Oracle connector's Log Swap Frequency

243 views
Skip to first unread message

Chris Cranford

unread,
Jul 21, 2021, 3:16:00 AM7/21/21
to debe...@googlegroups.com
Hi everyone -

The Debezium Oracle connector's default mining strategy forces the connector to write the database data dictionary to the redo logs at start-up & anytime a log switch is detected.  Depending on the size of the data dictionary, the size of the redo logs & the number of log groups, this can be an expensive operation and leads to a small burst of archive logs being generated in quick succession.  What I want to do is to see if we can minimize the burst of archive logs produced by the connector.

Currently the way the connector works, we gather all archive and redo logs that have changes from a point in time going forward.  When a log switch occurs, the connector asks Oracle to rebuild the data dictionary to the redo logs, this generates a small burst of archive logs, and then the mining session will be seeded with all the archive logs that were generated along with any of the current online redo logs used by the Oracle instance.  As logs continue to switch, this process is repeated and so therefore the number of logs mined on a given session is relatively static.

What I would like to consider is adjusting this behavior slightly so that we reduce the frequency at which the data dictionary is re-built.

To accomplish this task, the connector would not only include archive logs and redo logs that contain the starting system change number we want to mine from, but it would also look at older archive logs to see if any within a given threshold has the data dictionary.  If such archive logs exist, the connector would actually add those logs and all logs thereafter to the session.  Only if the age threshold has been reached or if no available archive logs have the data dictionary would we trigger a re-build of the data dictionary to the redo logs.  This means as log switches occur, the number of logs mined on a given session would actually grow over time.  Since this threshold is configurable, we could see this to a decent default but then users could adjust this based on your system needs.

I'd like to understand from those with Oracle LogMiner experience whether or not you foresee any issues with this approach?  My biggest concern is mostly around how much PGA memory would this consume.

Looking forward to your feedback!
CC




Milo van der Zee

unread,
Jul 21, 2021, 3:53:42 AM7/21/21
to debe...@googlegroups.com
Hello Chris,

What I see is that reading redo logs consumes a lot of disk io. Especially in a cloud environment this can become an issue due to limited storage bandwidth. So reading multiple redo logs just to get the dictionary seems quite expensive.

I think the current behaviour you describe is more optimal. If this leads to too many dictionary rebuilds it might be better to increase the log file size and so limit the number of log switches.

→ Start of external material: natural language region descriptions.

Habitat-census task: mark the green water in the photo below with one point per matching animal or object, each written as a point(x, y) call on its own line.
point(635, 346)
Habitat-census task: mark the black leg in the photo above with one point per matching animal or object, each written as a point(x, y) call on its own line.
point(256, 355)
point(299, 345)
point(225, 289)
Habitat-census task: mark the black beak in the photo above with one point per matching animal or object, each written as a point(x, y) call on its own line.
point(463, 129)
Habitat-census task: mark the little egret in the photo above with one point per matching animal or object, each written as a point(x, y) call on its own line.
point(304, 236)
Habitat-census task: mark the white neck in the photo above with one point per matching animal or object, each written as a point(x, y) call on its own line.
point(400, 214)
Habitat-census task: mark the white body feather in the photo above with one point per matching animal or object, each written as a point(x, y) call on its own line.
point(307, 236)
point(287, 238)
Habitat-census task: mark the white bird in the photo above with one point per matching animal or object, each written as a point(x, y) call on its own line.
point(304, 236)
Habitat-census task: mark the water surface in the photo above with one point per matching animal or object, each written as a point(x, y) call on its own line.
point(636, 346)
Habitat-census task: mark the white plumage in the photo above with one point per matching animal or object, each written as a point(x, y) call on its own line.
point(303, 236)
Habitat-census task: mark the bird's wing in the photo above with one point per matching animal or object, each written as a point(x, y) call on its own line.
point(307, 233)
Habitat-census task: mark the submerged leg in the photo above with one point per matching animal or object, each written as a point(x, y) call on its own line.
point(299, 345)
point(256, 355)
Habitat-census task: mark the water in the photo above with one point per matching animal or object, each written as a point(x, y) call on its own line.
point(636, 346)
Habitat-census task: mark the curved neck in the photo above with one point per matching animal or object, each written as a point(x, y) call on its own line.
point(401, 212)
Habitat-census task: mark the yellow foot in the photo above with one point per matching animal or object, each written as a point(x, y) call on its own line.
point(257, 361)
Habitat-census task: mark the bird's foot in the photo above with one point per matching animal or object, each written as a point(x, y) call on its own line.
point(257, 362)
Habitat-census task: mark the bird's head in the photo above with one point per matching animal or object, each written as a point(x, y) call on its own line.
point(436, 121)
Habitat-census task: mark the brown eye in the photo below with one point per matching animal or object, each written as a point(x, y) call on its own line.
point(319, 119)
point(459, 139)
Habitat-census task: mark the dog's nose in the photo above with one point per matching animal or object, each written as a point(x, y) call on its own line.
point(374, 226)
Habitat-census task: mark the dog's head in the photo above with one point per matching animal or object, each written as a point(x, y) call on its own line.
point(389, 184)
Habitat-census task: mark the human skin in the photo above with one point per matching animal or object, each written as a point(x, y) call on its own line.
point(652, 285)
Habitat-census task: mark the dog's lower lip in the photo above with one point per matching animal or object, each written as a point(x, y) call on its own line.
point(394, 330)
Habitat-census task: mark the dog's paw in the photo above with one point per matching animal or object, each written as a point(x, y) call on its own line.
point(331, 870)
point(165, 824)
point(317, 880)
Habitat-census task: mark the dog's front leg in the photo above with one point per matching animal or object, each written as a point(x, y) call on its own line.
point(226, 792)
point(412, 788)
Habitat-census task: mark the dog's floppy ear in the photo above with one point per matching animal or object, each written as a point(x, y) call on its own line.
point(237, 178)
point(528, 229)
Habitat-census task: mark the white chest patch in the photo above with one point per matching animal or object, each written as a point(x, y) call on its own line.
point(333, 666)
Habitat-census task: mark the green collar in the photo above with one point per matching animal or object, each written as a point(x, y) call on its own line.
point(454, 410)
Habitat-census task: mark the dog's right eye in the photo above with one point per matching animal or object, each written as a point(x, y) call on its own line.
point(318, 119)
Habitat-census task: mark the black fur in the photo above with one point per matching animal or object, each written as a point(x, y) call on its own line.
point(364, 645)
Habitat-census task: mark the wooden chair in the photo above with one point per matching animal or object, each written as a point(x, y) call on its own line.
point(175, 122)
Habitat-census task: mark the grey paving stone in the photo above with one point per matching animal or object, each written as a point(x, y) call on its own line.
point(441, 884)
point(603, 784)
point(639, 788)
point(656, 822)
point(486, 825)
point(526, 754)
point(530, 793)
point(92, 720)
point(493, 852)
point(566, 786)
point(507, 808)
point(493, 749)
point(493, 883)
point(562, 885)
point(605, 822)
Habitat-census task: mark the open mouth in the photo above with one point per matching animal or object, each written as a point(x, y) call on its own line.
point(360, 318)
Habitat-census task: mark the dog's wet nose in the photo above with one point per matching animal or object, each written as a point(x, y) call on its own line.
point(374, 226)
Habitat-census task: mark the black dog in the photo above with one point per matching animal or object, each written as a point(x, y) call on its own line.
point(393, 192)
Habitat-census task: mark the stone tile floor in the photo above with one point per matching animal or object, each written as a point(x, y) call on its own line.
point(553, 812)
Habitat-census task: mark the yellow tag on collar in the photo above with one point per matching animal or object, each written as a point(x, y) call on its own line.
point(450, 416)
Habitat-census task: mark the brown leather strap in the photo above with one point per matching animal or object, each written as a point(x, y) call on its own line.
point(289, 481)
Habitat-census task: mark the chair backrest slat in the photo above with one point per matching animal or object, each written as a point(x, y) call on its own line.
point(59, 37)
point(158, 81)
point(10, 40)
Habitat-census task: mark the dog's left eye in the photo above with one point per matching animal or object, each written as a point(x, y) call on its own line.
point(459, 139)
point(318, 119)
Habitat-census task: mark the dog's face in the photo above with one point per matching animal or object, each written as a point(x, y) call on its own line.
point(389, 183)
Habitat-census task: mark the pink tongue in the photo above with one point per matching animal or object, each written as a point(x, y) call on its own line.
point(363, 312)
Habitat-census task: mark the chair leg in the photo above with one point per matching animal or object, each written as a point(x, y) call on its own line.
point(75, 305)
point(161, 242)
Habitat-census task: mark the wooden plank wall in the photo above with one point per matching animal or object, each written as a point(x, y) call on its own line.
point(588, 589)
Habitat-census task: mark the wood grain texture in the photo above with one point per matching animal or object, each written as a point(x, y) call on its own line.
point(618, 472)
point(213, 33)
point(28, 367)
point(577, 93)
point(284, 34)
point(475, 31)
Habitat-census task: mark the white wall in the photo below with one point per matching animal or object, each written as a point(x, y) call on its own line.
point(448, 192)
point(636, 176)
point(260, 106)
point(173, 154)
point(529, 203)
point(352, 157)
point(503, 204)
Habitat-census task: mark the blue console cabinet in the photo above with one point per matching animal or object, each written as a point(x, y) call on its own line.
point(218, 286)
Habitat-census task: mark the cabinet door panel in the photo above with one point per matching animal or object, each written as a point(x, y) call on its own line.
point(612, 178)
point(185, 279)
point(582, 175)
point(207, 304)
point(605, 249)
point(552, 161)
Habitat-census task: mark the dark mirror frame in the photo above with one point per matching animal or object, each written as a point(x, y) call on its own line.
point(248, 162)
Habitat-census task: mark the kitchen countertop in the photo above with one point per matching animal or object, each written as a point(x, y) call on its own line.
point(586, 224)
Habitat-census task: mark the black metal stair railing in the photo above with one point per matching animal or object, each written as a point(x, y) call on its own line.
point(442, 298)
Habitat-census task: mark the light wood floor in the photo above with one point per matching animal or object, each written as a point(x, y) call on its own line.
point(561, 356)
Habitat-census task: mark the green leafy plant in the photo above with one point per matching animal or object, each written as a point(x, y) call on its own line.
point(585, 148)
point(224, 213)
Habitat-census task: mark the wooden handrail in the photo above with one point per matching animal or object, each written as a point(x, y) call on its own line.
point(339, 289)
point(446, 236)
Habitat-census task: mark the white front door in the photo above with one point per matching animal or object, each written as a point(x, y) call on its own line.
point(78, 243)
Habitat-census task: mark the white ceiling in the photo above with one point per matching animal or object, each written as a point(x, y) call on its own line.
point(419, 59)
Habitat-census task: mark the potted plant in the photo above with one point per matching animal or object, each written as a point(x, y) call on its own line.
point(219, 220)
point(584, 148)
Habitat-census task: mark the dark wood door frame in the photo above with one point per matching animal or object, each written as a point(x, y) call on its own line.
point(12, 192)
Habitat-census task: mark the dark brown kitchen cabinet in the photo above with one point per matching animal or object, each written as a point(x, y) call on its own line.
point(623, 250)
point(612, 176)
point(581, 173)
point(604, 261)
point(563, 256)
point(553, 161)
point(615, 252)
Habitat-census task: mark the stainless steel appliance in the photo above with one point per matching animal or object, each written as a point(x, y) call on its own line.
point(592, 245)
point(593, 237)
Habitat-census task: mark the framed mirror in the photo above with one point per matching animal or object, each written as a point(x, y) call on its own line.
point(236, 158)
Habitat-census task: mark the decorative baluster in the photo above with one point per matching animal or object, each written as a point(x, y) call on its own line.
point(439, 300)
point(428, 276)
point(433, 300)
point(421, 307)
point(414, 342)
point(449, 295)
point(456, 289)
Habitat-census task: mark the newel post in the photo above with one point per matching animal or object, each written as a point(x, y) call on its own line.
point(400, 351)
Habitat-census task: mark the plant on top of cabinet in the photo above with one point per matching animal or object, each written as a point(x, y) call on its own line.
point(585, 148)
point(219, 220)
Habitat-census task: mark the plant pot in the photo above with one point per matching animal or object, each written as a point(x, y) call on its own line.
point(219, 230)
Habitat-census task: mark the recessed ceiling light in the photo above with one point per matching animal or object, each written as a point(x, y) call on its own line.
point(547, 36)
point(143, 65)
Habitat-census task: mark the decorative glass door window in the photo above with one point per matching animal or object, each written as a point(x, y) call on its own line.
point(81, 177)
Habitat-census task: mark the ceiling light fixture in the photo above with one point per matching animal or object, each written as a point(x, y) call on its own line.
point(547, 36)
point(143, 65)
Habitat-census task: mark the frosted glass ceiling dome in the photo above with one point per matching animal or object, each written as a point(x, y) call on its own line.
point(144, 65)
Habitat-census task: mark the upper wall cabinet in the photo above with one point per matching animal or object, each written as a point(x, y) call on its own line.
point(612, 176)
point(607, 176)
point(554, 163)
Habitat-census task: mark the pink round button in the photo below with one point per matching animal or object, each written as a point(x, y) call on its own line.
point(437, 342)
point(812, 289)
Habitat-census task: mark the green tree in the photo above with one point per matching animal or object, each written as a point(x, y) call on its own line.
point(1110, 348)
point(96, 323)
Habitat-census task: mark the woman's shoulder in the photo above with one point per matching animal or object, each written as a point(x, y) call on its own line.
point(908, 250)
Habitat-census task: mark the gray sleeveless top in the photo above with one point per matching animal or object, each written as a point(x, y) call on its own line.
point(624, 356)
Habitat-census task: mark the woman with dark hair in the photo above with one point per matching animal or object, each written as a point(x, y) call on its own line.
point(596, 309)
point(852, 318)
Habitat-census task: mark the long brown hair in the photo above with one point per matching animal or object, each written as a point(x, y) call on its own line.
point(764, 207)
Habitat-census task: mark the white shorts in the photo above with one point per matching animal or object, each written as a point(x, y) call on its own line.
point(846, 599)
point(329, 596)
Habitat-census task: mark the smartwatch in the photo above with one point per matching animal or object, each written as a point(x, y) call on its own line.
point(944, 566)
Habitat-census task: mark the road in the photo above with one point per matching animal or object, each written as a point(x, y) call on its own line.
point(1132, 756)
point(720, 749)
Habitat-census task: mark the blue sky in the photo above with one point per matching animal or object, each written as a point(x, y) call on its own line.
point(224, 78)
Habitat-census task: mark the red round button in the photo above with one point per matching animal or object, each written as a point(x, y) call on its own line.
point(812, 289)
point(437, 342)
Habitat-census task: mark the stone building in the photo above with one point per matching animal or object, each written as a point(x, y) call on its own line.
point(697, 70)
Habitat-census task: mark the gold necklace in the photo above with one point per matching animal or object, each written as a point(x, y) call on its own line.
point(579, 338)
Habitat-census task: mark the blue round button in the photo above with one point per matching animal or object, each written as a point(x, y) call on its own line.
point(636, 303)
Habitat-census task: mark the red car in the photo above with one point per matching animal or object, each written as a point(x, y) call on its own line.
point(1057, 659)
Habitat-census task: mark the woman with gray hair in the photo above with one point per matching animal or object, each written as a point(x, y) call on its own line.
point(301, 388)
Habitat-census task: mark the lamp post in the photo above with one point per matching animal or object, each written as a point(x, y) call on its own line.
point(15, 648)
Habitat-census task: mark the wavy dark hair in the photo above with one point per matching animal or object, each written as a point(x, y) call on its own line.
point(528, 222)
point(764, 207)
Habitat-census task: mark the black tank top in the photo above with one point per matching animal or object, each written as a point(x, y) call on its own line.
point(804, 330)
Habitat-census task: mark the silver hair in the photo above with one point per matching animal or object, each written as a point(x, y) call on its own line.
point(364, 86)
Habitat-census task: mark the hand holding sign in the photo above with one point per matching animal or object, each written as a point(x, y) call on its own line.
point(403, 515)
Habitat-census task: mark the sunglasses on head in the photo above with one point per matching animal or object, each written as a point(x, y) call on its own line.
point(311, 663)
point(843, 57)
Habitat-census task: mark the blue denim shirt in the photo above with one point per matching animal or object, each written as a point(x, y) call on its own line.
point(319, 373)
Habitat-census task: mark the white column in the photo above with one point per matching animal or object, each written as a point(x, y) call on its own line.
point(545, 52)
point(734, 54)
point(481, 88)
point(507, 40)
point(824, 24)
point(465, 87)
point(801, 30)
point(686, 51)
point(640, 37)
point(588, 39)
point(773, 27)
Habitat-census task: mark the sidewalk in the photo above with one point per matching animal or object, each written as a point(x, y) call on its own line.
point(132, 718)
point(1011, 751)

But why do a dictionary update after every log switch? The dictionary is updated by DDL statements and so stays up-to-date over time. Just include the log files containing the dictionary every time. Then the number of included log files will stay static and you don't have impact of recreating the dictionary all the time. Doing an update once a day during low traffic times seems optimal.
And why do it at startup time? If the dictionary is available there should not be a need for that?

MAG,
Milo

Op wo 21 jul. 2021 om 09:16 schreef Chris Cranford <cran...@gmail.com>:
--
You received this message because you are subscribed to the Google Groups "debezium" group.
To unsubscribe from this group and stop receiving emails from it, send an email to debezium+u...@googlegroups.com.
To view this discussion on the web visit https://groups.google.com/d/msgid/debezium/28436ff8-0d9a-bab9-9f30-9b06f835e714%40gmail.com.

Chris Cranford

unread,
Jul 21, 2021, 11:18:19 AM7/21/21
to debe...@googlegroups.com, Milo van der Zee
Hi Milo -

Please see inline.

On 7/21/21 3:53 AM, Milo van der Zee wrote:
Hello Chris,

What I see is that reading redo logs consumes a lot of disk io. Especially in a cloud environment this can become an issue due to limited storage bandwidth. So reading multiple redo logs just to get the dictionary seems quite expensive.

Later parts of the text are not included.